Berlin, German capital with a population of more than 3.5 million, witnessed its 21st Hanfparade this past Saturday – a peaceful gathering of cannabis supporters who marched through the city centre and demanded nothing less than a full legalization of this plant.
What could you see when you arrived at Berlin’s Central Train Station on Saturday 12th? A lot of reggae vibes, cannabis-themed banners and clothes everywhere, sweet odour of burnt herb emanating from hundreds of joints and more than ten-thousand strong crowd of Germans, who are fed up with current prohibition and unjust drug laws.
Germany Is Falling in Love with Cannabis
Twenty percent of German teenagers aged between 15 and 17 tried cannabis at least once, according to latest reports, and this number is even higher among young adults (18–24 yrs.) – 50 percent. And what is more important – Germany finally legalized medical cannabis this spring, effectively helping make the plant even more popular in the eyes of general public (although medical cannabis itself is still widely unavailable for most of German patients who could benefit from it). This is also why the main theme of this year’s Hanfparade was “cannabis as medicine”. The organizers expected that a great number of patients from all across the country would turn up in Berlin and share their experiences with treating their ailments with their own illegally grown cannabis and products made from it. And they appeared in large numbers. “The vast majority of these patients are very unhappy with the current state of things,” explains Martin Steldinger, one of the lead organizers.
The march began at 2 PM next to the main railway station and ended at 4 PM in Spandauer street nearby Alexanderplatz (main square and transport hub in central part of Berlin), where there were be information stalls, speeches, music and other entertainment until 10 PM, followed by parties in various clubs.

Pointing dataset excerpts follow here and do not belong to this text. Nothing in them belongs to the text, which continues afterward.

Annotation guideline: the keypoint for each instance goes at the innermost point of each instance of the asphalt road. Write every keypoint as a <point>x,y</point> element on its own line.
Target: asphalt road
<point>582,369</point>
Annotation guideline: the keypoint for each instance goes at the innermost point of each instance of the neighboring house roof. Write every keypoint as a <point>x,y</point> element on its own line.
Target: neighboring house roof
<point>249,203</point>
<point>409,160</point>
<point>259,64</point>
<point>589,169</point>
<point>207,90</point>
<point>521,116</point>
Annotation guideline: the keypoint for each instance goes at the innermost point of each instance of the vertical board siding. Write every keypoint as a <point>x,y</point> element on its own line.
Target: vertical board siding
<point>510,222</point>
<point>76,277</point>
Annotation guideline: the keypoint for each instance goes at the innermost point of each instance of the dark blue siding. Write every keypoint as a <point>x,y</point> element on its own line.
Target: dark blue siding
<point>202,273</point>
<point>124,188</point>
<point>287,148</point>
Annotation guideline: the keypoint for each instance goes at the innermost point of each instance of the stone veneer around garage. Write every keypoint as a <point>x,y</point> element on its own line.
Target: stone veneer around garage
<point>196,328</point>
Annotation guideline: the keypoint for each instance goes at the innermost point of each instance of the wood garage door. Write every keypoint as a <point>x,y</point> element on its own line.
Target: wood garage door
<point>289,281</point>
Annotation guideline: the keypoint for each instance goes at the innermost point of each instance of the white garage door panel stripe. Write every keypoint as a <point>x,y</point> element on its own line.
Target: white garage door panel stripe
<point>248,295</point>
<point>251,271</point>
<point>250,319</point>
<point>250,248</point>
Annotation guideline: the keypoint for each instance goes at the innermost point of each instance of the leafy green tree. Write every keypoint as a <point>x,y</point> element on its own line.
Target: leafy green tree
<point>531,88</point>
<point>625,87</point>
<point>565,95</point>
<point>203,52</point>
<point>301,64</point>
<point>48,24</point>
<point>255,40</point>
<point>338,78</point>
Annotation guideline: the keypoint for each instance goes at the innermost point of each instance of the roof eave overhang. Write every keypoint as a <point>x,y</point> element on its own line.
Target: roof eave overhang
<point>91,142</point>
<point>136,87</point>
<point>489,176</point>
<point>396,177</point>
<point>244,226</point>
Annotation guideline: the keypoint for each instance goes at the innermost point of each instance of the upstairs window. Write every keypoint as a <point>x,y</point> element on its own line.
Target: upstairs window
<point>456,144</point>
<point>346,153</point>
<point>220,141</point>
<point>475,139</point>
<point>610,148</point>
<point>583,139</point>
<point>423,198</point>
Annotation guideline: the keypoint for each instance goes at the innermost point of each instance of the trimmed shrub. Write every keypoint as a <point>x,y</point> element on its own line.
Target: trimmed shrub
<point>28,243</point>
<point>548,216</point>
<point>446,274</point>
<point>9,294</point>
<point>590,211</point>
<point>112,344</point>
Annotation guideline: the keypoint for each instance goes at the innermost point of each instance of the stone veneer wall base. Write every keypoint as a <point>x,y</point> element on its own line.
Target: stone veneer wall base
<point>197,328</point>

Slow Onset of Medical Cannabis Program
Medical cannabis is technically legal since March when the draft bill submitted by the health minister Hermann Gröhe became law, yet there is a catch: It will take many months before the first German medical cannabis (or from other countries, provided the growers win the tender of Germany’s Ministry of Health) is grown and standardized so that it can be prescribed to patients. Until then, only a very limited amount of medical cannabis imported from Holland will be available. There is also the omnipresent issue concerning a lack of well-informed and educated doctors who are willing and want to prescribe this herbal medicine. But that’s an issue every country who has just established medical cannabis program is facing.
Berlin: The Cannabis Capital
Almost 60 percent of drug related crimes in German capital account for cannabis. There is a famous Kreuzberg district whose councilmen (mainly from the Green Party, but also from Social Democrats and Left Party) are presenting proposals now and then aiming to cut off the black market by partial legalization measures. In 2016 they agreed on a “controlled distribution of cannabis to adults” project, according to Deutsche Welle.
However, these pilot projects are still contrary to the German federal laws concerning drugs and drug use, and until these laws are changed, we can’t expect any broader legalization in the most populous European country.